Insistían en la idea de grupo, de familia incluso. Si había alguna queja era para el programa, no para los compañeros. «A unos les pusieron un disco, a mí me mandaron a un grupo», dijo Álex. «Fórmula Abierta», una de las secuelas. Estaba Geno, que regenta una academia para conseguir minitriunfitos en Marbella; la prodigiosa Mireia, a la que no conoce nadie habiendo estado en el programa más exitoso en lo que llevamos de siglo; y Javián, siempre ajeno, que apareció con melena y una camiseta de Def Leppard como si acudiera a un programa de empeños a vender su micro.

La Fama nunca hirió a Juan Camus, el fascinante antihéroe del programa, que acudió aunque no estará en el concierto del Palau Sant Jordi.
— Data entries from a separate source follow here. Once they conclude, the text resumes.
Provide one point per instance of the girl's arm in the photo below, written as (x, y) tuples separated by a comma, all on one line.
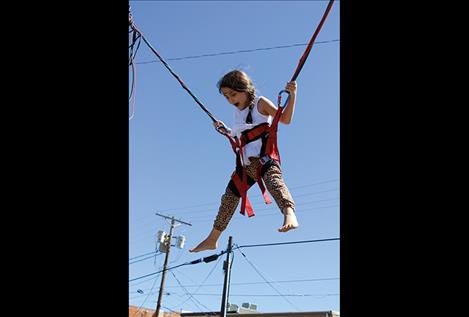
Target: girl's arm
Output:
[(266, 107)]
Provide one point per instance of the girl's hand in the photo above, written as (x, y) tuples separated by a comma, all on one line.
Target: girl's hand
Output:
[(291, 87), (221, 127)]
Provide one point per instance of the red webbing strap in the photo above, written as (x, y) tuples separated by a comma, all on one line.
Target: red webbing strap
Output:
[(310, 44), (260, 182), (271, 148), (242, 189)]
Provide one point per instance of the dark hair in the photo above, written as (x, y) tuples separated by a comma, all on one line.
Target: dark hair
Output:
[(239, 81)]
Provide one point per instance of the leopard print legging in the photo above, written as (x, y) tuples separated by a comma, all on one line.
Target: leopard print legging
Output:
[(275, 185)]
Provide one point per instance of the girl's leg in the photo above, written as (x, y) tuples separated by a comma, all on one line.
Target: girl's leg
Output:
[(276, 186), (229, 202)]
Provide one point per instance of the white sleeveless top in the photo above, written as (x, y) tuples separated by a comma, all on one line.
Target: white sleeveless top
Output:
[(239, 125)]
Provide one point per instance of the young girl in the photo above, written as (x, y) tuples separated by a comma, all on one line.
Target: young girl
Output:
[(250, 111)]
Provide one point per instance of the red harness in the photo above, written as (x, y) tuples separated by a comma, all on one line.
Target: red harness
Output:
[(240, 181)]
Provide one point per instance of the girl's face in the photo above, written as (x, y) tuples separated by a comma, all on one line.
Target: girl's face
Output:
[(238, 99)]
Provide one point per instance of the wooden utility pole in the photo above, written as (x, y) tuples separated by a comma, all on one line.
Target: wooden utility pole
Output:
[(226, 284), (165, 265)]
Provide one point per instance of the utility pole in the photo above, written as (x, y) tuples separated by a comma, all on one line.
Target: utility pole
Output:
[(167, 242), (226, 284)]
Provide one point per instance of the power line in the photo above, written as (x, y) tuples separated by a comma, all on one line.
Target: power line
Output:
[(191, 297), (268, 283), (273, 295), (138, 256), (202, 283), (206, 259), (237, 52), (150, 257), (282, 243), (257, 283), (254, 196)]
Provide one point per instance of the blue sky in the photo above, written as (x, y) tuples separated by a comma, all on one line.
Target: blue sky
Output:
[(179, 165)]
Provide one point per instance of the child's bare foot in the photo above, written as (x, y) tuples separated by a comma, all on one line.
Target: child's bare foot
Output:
[(290, 222), (205, 245), (210, 243)]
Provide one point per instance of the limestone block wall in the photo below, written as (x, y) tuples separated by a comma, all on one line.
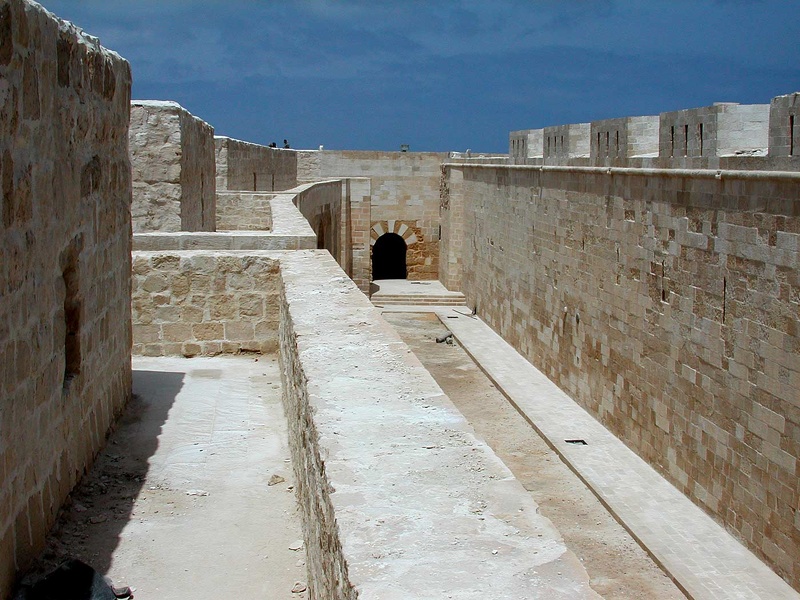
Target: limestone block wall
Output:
[(244, 211), (563, 142), (722, 129), (667, 306), (358, 193), (405, 187), (65, 194), (246, 166), (322, 206), (613, 139), (172, 157), (784, 125), (203, 302), (525, 144)]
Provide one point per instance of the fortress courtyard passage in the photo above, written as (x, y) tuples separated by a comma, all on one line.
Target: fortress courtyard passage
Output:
[(230, 370)]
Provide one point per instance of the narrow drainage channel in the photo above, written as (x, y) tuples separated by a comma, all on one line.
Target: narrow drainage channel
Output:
[(618, 567)]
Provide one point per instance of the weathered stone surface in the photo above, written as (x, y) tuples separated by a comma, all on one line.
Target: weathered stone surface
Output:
[(399, 498), (204, 302), (404, 187), (243, 166), (667, 306), (172, 156), (65, 194)]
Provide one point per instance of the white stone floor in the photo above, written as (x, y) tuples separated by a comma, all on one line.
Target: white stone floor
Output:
[(703, 559), (405, 287), (206, 524)]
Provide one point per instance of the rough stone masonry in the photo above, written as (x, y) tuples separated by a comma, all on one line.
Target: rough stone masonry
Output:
[(65, 325)]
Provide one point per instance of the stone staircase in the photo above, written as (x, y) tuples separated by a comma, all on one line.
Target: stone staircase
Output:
[(418, 295)]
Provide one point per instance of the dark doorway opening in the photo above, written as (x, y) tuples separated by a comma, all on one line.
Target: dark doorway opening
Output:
[(389, 257)]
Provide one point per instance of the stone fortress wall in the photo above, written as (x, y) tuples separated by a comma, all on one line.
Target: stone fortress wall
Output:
[(209, 293), (246, 166), (659, 291), (172, 157), (405, 196), (65, 328)]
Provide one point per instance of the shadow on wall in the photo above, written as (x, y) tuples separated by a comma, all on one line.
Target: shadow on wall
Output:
[(389, 257), (93, 517)]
A Rosa le preguntaron cómo era cantar ante un estadio lleno. «Es como un plato de lentejas. Tantas cabecitas...».

El último en aparecer fue Bisbal. No se vio bien, pero le dio un sentido abrazo a Chenoa. Luego le sacó una sonrisa cuando, con los ojos cerrados, ella reconoció el inconfundible vibrato bisbaliano en «Lucía». También consoló a Rosa cuando rompió a llorar. Se lloró mucho, pero él parecía remiso, frío, aunque al lado de Bustamante ¿quién no daría esa impresión?
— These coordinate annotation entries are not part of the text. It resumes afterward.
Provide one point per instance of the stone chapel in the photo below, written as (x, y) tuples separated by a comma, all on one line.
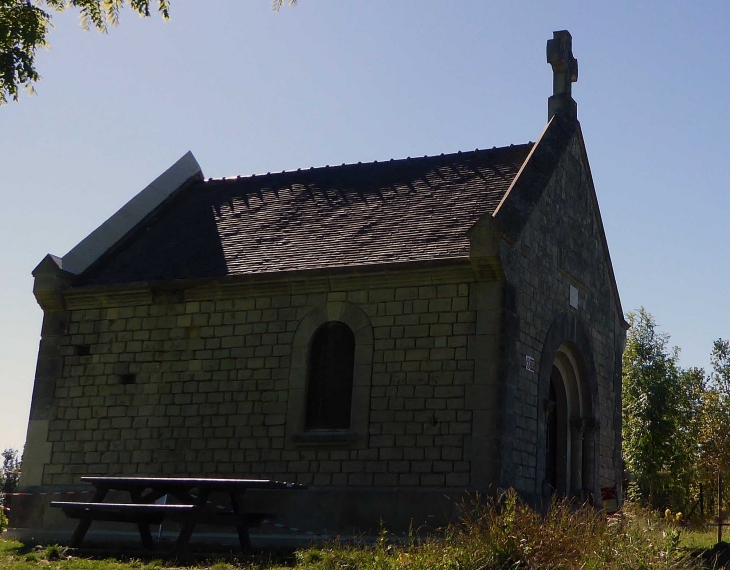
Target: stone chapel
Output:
[(391, 334)]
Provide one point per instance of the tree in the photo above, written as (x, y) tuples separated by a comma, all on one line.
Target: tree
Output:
[(714, 416), (9, 478), (24, 26), (661, 404)]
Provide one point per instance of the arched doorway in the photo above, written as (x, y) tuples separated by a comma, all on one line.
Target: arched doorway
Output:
[(567, 412), (568, 388)]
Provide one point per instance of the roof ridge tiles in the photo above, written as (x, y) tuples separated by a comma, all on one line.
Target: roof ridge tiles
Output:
[(458, 153)]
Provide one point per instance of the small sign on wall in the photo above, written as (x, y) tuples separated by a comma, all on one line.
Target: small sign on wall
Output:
[(574, 297)]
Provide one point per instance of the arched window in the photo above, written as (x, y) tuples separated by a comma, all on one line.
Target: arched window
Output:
[(329, 379)]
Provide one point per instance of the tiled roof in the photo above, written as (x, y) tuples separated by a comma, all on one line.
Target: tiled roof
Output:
[(414, 209)]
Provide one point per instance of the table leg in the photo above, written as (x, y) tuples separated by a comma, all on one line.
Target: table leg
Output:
[(146, 536), (189, 526), (85, 523), (144, 528), (243, 536)]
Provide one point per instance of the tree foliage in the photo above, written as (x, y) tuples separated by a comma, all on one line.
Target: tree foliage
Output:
[(9, 478), (714, 416), (24, 26), (661, 405)]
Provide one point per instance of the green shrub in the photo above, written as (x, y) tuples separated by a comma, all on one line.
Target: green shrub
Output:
[(507, 534)]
TVE se especializó en nostalgia y el programa bordó un reencuentro con algo de «Verano Azul» (no será el último). Tuvo también esa parte del «Qué fue de»: Alejandro Parreño apareció con la misma gorra y la misma lata de «a mí me gusta el rocanrol, no sé qué hago aquí»; y Naím Thomas habló en pantalón corto. Es un hombre que nació para estar en una «boy band». Vero vive en Los Ángeles. La llamó el-hombre-que-descubrió-a-Madonna. Allí hace surf, compone e interpreta su música en clubes nocturnos vestida como Beyoncé en el «Single Ladies». Malevo la definió como la nueva Karina.

Los 80 acabaron convertidos en remember. Aunque todas sus canciones era antiguas, ahora le toca a OT. La nostalgia es un barniz pegajoso que hace las cosas eternas.